Bill Thornycroft next to a bare-chested Gary de Vere, with Eric Eagle (wearing glasses) behind him at unknown demonstration. Since publishing the site, Eric has reached out and confirmed that he also can’t remember what the demonstration was!

PART TWO

....It was a GLF meeting at the Oval House which means it was after the Minet library. We had invited the Lambeth police, 'L' division, to come and Talk. There was an Inspector and a sort of lesser one. They made speeches about how lovely they were, tolerant and never nasty. I think it was just about the time they were harassing or closing the Father Redcap, the gay disco. His answer to that it was never 'L' division and they would never do anything like that. Everything one brought up as a complaint was always it was outside 'L' division and they would never do anything like that (laughter). It got to be pretty silly and the Kay lost her rag and went into a great tirade about...she didn't care a fuck about 'L' division but in Manchester...she went into a great convoluted thing about how she had been harassed by police in Manchester and the man kept on saying 'That isn't 'L' division' and she went for him. She practically dragged him off the chair and sadi 'You fucking.....' and the sidekick said 'You mustn't speak to the Inspector like that.' She said 'I'll fucking speak to him.....' etc. It more or less finished the meeting. But what I felt afterwards was it was only because of her outburst that we made any points at all because before that we had been so polite. Accepting all this stone walling about it wasn't his patch. It was a bit like people criticising Peter Tatchell today. You could criticise Kay in lots of ways for being irrelevant and irreverent and everything else but she did actually make some points. Otherwise it would just have been a cosy little meeting and everybody would have gone away and nothing would have been achieved. We were all so polite and middle class. (was this the same meeting with Inspector Owen Kelly which apparently was held at the GC rather than the Oval House).

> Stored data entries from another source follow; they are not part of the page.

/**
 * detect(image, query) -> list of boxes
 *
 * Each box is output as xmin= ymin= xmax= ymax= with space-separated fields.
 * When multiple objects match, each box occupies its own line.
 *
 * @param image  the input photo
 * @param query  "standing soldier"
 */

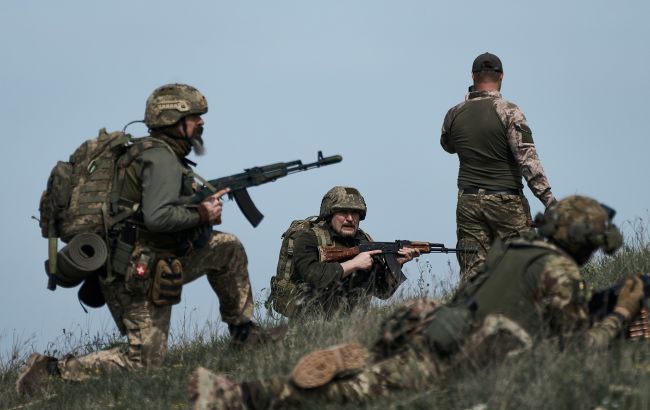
xmin=441 ymin=52 xmax=556 ymax=282
xmin=266 ymin=186 xmax=419 ymax=319
xmin=16 ymin=84 xmax=285 ymax=396
xmin=187 ymin=196 xmax=641 ymax=410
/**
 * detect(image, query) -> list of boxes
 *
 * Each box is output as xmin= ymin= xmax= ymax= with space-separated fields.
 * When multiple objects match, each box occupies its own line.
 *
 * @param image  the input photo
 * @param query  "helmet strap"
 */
xmin=181 ymin=117 xmax=189 ymax=138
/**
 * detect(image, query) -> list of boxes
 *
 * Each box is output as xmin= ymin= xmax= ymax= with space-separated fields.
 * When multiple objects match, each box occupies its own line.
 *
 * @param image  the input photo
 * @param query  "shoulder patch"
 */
xmin=514 ymin=123 xmax=534 ymax=144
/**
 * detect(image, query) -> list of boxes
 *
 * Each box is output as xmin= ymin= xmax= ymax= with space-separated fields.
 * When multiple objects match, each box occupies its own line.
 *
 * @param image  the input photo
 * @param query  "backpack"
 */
xmin=266 ymin=217 xmax=332 ymax=317
xmin=40 ymin=128 xmax=132 ymax=242
xmin=39 ymin=128 xmax=156 ymax=291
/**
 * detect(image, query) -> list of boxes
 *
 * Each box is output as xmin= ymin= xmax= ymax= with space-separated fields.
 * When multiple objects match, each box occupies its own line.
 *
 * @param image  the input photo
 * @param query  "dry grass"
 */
xmin=3 ymin=225 xmax=650 ymax=409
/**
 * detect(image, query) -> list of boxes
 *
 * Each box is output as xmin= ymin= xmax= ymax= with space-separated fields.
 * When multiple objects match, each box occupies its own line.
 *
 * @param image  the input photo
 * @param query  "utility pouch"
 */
xmin=112 ymin=239 xmax=134 ymax=276
xmin=422 ymin=305 xmax=474 ymax=358
xmin=111 ymin=223 xmax=137 ymax=276
xmin=267 ymin=276 xmax=300 ymax=317
xmin=124 ymin=246 xmax=154 ymax=295
xmin=372 ymin=299 xmax=438 ymax=359
xmin=150 ymin=258 xmax=183 ymax=306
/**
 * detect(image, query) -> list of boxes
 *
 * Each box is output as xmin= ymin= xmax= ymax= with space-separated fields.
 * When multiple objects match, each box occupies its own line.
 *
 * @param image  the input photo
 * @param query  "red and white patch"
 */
xmin=135 ymin=264 xmax=148 ymax=277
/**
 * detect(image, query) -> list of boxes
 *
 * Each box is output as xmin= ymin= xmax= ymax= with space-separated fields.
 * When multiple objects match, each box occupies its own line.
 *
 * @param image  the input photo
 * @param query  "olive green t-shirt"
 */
xmin=442 ymin=94 xmax=523 ymax=190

Don Black and the wrestling group. Well, there were endless debates about whether we should allow the gay wrestlers to use the GC. Many people thought that wrestling was politically unacceptable because it was to do with violence and things. Eventually it was allowed. The entire basement was paved in old mattresses some of which were full of fleas. No, I think it was the carpet that had fleas. I can't remember any details really. It was quite successful and one of the best attended events at that time. On Wednesday evenings.